19. Mengetahui bahwa gangguan dari orang lain tidak
akan memberikan mudharat atau bahaya kepadanya, khususnya yang berupa ucapan
buruk, tatapi hal itu justru akan memberikan mudharat kepada diri mereka
sendiri. Hal itu tidak perlu dimasukkan ke dalam hati dan tidak perlu
dipikirkan, sehingga tidak akan membahayakannya.
20. Mengarahkan pikirannya terhadap hal-hal yang
membawa manfaat bagi dirinya, baik dalam urusan agama maupun dunia.
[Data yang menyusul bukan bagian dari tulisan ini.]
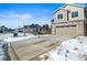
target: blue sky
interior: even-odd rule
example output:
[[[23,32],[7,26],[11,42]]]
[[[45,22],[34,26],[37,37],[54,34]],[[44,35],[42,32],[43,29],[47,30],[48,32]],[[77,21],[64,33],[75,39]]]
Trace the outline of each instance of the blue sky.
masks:
[[[0,25],[19,28],[24,24],[51,24],[53,11],[64,3],[0,3]]]

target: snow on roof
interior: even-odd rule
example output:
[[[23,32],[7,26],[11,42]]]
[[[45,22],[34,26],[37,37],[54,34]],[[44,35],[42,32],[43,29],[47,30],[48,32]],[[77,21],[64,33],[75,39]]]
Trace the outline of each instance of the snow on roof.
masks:
[[[67,3],[67,4],[65,4],[64,7],[56,9],[56,10],[53,12],[53,14],[56,13],[58,10],[62,10],[62,9],[65,10],[64,8],[67,7],[67,6],[73,6],[73,7],[78,7],[78,8],[86,8],[86,6],[83,6],[83,4]],[[67,10],[65,10],[65,11],[67,11]]]

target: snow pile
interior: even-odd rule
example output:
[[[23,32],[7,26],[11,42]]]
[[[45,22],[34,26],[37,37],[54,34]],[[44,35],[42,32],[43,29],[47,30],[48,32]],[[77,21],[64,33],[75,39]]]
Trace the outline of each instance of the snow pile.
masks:
[[[62,42],[61,46],[47,52],[48,61],[86,61],[87,36]]]
[[[6,37],[3,39],[4,42],[17,42],[17,41],[23,41],[28,39],[34,39],[34,37],[40,37],[39,35],[26,35],[26,36],[17,36],[17,37]]]

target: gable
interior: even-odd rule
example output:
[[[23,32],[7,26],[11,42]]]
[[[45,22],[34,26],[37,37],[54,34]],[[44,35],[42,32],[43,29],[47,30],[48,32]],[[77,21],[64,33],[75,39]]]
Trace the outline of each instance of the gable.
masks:
[[[61,9],[55,10],[53,12],[53,14],[56,13],[57,11],[67,11],[69,9],[85,9],[85,7],[83,7],[83,6],[76,6],[76,4],[65,4]]]

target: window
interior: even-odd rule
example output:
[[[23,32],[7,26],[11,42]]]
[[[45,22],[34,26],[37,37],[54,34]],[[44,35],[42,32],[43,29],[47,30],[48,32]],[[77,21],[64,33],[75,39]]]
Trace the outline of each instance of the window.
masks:
[[[78,11],[72,12],[72,18],[77,18],[78,17]]]
[[[58,14],[57,15],[57,19],[63,19],[63,14]]]

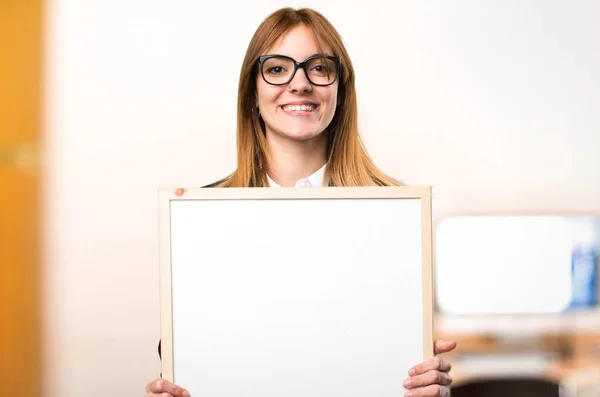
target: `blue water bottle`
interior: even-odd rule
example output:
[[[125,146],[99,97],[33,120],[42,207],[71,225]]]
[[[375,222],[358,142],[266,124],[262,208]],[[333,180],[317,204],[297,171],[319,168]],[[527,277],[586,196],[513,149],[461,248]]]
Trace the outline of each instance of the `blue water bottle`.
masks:
[[[597,304],[598,251],[594,246],[578,246],[571,256],[571,308],[591,308]]]

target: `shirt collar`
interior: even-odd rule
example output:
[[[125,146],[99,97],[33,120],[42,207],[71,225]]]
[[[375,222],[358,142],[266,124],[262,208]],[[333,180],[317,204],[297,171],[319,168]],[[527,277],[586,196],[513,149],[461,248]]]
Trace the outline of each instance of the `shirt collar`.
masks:
[[[312,175],[298,180],[296,182],[296,184],[294,185],[294,187],[322,187],[323,180],[325,178],[325,166],[326,165],[327,164],[323,165]],[[274,180],[272,180],[269,175],[267,175],[267,180],[269,181],[270,187],[281,187]]]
21. Hendaklah dia tidak menuntut terima kasih atas
kebaikan yang dilakukannya, kecuali mengharapkan balasan dari Allah. Dan
hendaklah dia mengetahui bahwa amal yang dia lakukan, pada hakekatnya merupakan
muamalah (jalinan) dengan Allah, sehingga tidak mempedulikan terima kasih dari
orang terhadap apa yang dia berikan kepadanya. Allah berfirman yang artinya,
“Sesungguhnya kami memberi makanan kepadamu hanyalah untuk mengharapkan
keridhaan Allah, kami tidak menghendaki balasan darimu dan tidak pula ucapan
terima kasih”. (QS. Al-Insan:9)
22. Memperhatikan hal-hal yang bermanfaat dan berusaha
untuk dapat merealisasikannya, serta tidak memperhatikan hal-hal yang buruk
baginya, sehingga otak dan pikirannya tidak disibukkan olehnya.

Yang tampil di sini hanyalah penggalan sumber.